Ewangelia (Łk 18, 9-14)
Przypowieść o faryzeuszu i celniku
Jezus opowiedział niektórym, co dufni byli w siebie, że są sprawiedliwi, a innymi gardzili, tę przypowieść: «Dwóch ludzi przyszło do świątyni, żeby się modlić, jeden faryzeusz, a drugi celnik. Faryzeusz stanął i tak w duszy się modlił: „Boże, dziękuję Ci, że nie jestem jak inni ludzie: zdziercy, niesprawiedliwi, cudzołożnicy, albo jak i ten celnik. Zachowuję post dwa razy w tygodniu, daję dziesięcinę ze wszystkiego, co nabywam”. A celnik stał z daleka i nie śmiał nawet oczu wznieść ku niebu, lecz bił się w piersi, mówiąc: „Boże, miej litość dla mnie, grzesznika!” Powiadam wam: Ten odszedł do domu usprawiedliwiony, nie tamten. Każdy bowiem, kto się wywyższa, będzie poniżony, a kto się uniża, będzie wywyższony».
Popatrzmy najpierw na celnika. Przychodzi do świątyni z pustką swojego serca, ze swoimi życiowymi porażkami. Jego modlitwa jest pokornym błaganiem Boga o zmiłowanie. Wie, że przed Panem jest żebrakiem, choć pewnie nie miał problemów finansowych. Wie jednak, że potrzebuje Bożej miłości, Bożego przebaczenia. Przychodzi jak marnotrawny syn, świadomy swej niegodności. Celnik jest ubogim w duchu, ponieważ jest wolny od pychy, wolny od lęku o swoją reputację. Ma puste ręce, dlatego ufnie powierza się dłoniom Pana. Kim jest faryzeusz? Jego modlitwa nie jest błaganiem, ale podziękowaniem.

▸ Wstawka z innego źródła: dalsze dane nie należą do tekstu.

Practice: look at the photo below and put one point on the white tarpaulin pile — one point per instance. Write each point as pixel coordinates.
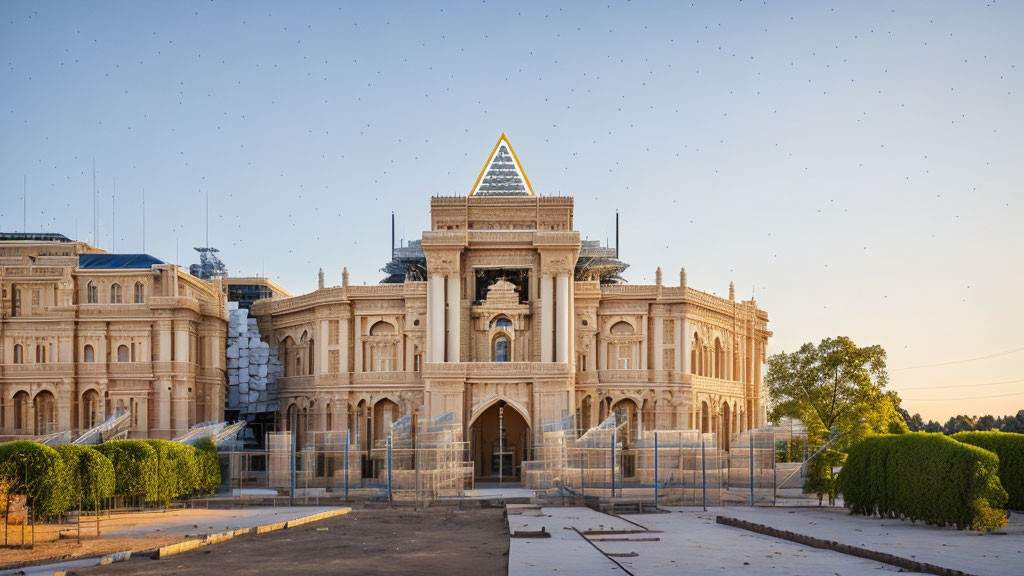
(253, 366)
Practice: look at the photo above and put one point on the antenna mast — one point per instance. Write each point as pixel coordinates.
(114, 216)
(95, 225)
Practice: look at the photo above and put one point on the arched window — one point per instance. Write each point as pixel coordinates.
(719, 359)
(622, 328)
(90, 406)
(46, 413)
(503, 348)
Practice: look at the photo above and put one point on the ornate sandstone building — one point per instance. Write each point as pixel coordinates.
(85, 333)
(499, 315)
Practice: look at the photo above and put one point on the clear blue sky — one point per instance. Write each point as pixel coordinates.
(856, 166)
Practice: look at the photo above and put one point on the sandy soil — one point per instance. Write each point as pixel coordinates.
(67, 548)
(438, 541)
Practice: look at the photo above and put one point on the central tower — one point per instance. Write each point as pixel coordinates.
(500, 300)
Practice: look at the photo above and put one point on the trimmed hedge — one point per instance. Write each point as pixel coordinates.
(134, 465)
(209, 465)
(177, 470)
(1010, 448)
(925, 477)
(91, 474)
(39, 472)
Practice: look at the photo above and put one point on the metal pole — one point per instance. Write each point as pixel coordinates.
(612, 462)
(704, 474)
(501, 448)
(390, 436)
(655, 469)
(752, 467)
(774, 472)
(291, 460)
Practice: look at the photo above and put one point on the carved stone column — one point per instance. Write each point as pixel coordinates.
(658, 342)
(562, 321)
(686, 345)
(435, 318)
(547, 318)
(454, 317)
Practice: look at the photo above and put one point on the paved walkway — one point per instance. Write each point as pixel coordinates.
(973, 552)
(687, 541)
(179, 523)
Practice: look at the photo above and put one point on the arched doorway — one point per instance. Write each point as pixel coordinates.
(500, 442)
(20, 406)
(46, 413)
(628, 422)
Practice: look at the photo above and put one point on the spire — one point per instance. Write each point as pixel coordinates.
(502, 175)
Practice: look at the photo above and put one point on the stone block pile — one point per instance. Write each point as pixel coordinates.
(253, 367)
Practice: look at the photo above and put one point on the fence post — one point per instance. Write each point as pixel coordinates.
(752, 467)
(389, 467)
(612, 462)
(655, 469)
(774, 472)
(704, 475)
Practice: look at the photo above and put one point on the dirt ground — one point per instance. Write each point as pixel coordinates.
(438, 541)
(67, 548)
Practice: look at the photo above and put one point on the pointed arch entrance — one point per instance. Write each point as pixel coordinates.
(499, 441)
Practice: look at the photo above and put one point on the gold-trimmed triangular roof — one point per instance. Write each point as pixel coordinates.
(502, 173)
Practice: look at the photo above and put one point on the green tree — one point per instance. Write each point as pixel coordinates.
(834, 387)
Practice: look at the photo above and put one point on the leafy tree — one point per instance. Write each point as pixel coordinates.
(834, 386)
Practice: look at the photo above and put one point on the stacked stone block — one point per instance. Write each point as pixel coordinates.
(253, 367)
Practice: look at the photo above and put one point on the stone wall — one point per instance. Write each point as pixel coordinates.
(253, 367)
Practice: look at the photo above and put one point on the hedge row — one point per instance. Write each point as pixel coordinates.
(54, 479)
(1010, 448)
(38, 471)
(926, 477)
(91, 474)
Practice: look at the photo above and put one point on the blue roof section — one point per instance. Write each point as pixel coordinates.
(114, 261)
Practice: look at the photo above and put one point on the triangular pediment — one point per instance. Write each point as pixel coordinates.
(502, 175)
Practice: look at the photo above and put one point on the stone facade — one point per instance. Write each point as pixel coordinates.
(468, 340)
(84, 333)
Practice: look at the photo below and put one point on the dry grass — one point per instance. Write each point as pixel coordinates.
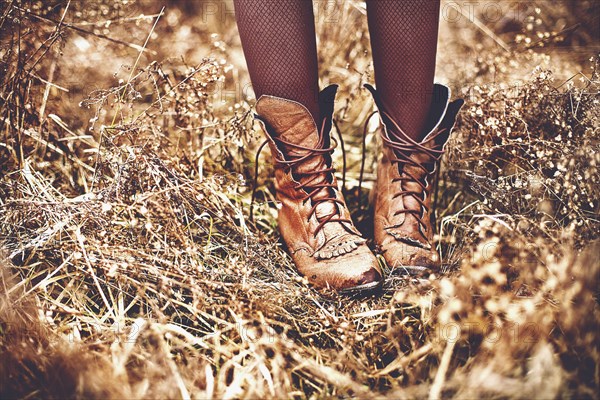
(132, 270)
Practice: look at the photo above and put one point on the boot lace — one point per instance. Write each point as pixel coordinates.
(404, 147)
(306, 180)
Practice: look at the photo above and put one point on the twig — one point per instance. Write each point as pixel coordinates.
(481, 27)
(86, 32)
(440, 376)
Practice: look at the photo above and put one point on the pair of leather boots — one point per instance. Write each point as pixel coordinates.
(314, 220)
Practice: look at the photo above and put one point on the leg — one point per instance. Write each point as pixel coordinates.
(404, 37)
(278, 38)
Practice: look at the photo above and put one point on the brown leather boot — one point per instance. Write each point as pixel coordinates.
(313, 219)
(405, 179)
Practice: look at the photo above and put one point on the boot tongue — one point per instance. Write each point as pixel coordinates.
(291, 122)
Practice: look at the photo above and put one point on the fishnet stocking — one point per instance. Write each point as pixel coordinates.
(404, 37)
(278, 38)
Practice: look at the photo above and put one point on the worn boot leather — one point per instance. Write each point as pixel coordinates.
(406, 177)
(313, 219)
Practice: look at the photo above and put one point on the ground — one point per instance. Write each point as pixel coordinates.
(133, 268)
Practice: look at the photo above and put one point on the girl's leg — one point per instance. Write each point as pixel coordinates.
(278, 38)
(404, 37)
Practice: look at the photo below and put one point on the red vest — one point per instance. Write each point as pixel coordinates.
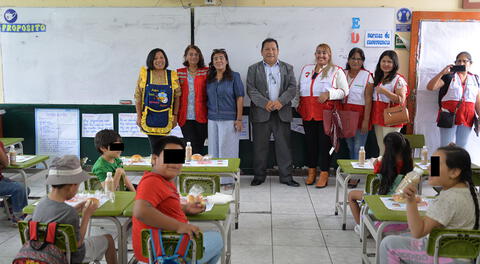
(200, 86)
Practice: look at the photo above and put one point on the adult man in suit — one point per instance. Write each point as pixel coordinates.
(271, 86)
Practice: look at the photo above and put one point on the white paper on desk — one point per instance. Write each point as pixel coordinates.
(422, 166)
(144, 162)
(127, 125)
(80, 197)
(57, 131)
(366, 166)
(207, 163)
(396, 206)
(23, 158)
(92, 123)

Dziękuje jednak nie tyle Bogu co sobie. Opisuje swoje liczne cnoty i wady innych. Najbardziej uderzające jest to, że on właściwie nie potrzebuje Boga, bo wszystko zawdzięcza sobie. Nie potrzebuje przebaczenia, bo nie ma grzechów. Nie prosi o sprawiedliwość, bo sam jest sprawiedliwy. Jest karykaturą modlitwy. Powierzchowna pobożność może być zasłoną dymną dla pychy i egoizmu. Faryzeusz rozmija się z Bogiem.
Patrząc na te dwie postaci, możemy zobaczyć jasno wybór, przed którym Bóg nas stawia, do czego nas wzywa i przed czym ostrzega. Możemy także lepiej zrozumieć, czym jest chrześcijańska doskonałość. Nie chodzi w niej o kolekcjonowanie cnót, w których nieustannie przeglądamy się jak w lustrze. Fundamentem świętości pozostaje na zawsze pokora, czyli świadomość bycia sługą nieużytecznym. Świętość nie oznacza bezgrzeszności, doskonałej czystości, braku wad, skaz, upadków. Doskonałość chrześcijańska polega na ufnym powierzaniu się Bogu każdego dnia. Takim, jakim jestem.